Merz Rückhalt, doch Sorgen bleiben
Am Freitag beginnt in Stuttgart der CDU-Bundesparteitag, der erste seit Friedrich Merz das Kanzleramt innehat. Vor diesem Hintergrund erteilen Parteifreunde dem Vorsitzenden Rückendeckung. CDU-Generalsekretär Carsten Linnemann betont gegenüber der ‚Frankfurter Allgemeinen Zeitung‘: ‚Merz ist genau der richtige Kanzler zur richtigen Zeit‘.
Gleichwohl gibt Linnemann zu, dass die Partei mit Problemen kämpft. ‚Die hohe Verschuldung nach der Bundestagswahl hängt uns bis heute nach‘, erklärte er. Darum sei es unerlässlich, ‚die notwendigen Reformen jetzt konsequent umzusetzen‘. Erste Schritte seien zwar getan, doch das Ziel müsse sein, ‚durch harte Arbeit und gute, sichtbare Ergebnisse Vertrauen zurückzugewinnen‘.
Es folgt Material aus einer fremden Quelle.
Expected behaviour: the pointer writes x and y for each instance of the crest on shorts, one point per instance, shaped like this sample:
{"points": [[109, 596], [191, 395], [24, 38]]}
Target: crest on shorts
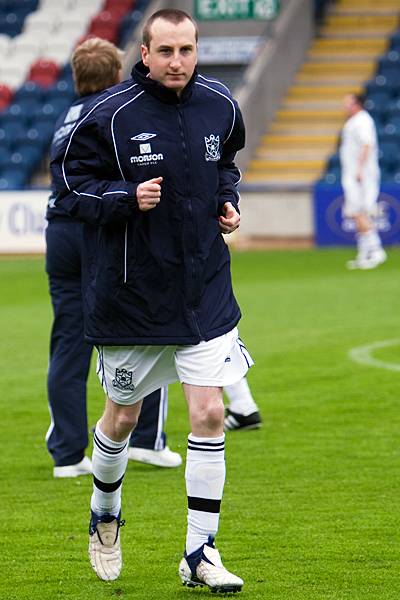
{"points": [[212, 147], [123, 379]]}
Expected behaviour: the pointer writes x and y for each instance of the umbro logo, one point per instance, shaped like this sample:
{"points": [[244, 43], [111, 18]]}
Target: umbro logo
{"points": [[142, 137]]}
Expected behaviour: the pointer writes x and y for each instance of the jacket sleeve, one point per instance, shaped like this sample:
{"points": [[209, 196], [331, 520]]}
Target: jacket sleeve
{"points": [[86, 180], [229, 174]]}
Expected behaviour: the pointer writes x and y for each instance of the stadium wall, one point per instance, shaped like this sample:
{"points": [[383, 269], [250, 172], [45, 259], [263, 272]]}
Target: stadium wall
{"points": [[272, 216], [267, 79]]}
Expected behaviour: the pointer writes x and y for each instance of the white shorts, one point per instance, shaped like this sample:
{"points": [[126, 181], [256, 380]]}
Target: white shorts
{"points": [[360, 197], [129, 373]]}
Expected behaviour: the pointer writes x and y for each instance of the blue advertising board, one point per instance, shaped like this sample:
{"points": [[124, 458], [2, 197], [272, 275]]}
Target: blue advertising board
{"points": [[331, 229]]}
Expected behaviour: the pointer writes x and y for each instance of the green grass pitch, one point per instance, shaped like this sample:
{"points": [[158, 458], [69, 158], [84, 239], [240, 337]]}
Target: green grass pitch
{"points": [[311, 506]]}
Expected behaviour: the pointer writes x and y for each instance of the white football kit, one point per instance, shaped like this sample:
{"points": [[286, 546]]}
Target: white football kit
{"points": [[360, 196]]}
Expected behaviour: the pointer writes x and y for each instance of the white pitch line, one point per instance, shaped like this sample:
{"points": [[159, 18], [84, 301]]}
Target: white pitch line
{"points": [[363, 355]]}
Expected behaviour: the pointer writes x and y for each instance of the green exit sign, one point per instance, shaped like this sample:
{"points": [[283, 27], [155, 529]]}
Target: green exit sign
{"points": [[215, 10]]}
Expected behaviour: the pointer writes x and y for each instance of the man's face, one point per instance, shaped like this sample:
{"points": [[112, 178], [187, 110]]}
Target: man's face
{"points": [[172, 55]]}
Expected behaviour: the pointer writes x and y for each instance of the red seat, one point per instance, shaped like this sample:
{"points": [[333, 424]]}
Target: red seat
{"points": [[119, 8], [44, 68], [105, 31], [105, 17], [43, 79]]}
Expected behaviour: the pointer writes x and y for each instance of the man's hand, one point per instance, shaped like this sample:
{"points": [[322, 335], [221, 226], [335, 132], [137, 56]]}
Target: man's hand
{"points": [[148, 193], [230, 220]]}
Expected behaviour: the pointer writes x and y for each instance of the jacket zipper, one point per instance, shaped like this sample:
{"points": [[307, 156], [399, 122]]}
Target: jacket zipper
{"points": [[187, 193], [126, 253]]}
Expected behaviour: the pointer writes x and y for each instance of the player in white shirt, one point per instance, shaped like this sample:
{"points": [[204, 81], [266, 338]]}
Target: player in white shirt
{"points": [[360, 181]]}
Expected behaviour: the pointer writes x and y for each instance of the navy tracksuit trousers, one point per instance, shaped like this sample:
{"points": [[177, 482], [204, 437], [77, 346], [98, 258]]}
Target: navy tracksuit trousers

Koch: ‚Nicht genug passiert‘
Roland Koch, langjähriger Vertrauter von Merz und ehemaliger hessischer Ministerpräsident, hebt die Verbundenheit Merz‘ mit der CDU hervor. Anders als Angela Merkel wäre Merz nie der Satz über die Partei über die Lippen gekommen, ‚der Partei, der ich nahestehe‘, so Koch.
Inhaltlich merkt Koch kritisch an, dass bei den Reformvorhaben ’natürlich‘ nicht genug vorangehe. ‚Ein Christdemokrat kann doch auch mit der aktuellen Situation nicht wirklich zufrieden sein.‘ Die Schuld dafür sieht er jedoch bei den Sozialdemokraten. ‚Wir haben uns nach der Bundestagswahl über die strategische Leitentscheidung der SPD getäuscht‘, so Koch, da man davon ausgegangen sei, dass der strategische Spielraum der SPD größer sei.
Prien wirbt um Geduld
Die stellvertretende CDU-Bundesvorsitzende Karin Prien bittet unterdessen um Geduld für die Regierung. ‚Manche sind nach der Rückkehr der CDU ins Kanzleramt enttäuscht, dass ihre Vorstellungen sich noch nicht von jetzt auf gleich verwirklicht haben‘, sagte die Bildungsministerin der Zeitung. Sie selbst sei dies nicht. Merz sei ein klassischer Mitte-Politiker, der dem demokratischen Prozess verpflichtet sei. ‚Manche hätten es gern disruptiver, auch in unserer Partei.‘
Am Freitagnachmittag wird Merz als Parteivorsitzender zur Wiederwahl stehen. Bei seiner letzten Wahl 2024 hatte er rund 90 Prozent der Stimmen erhalten.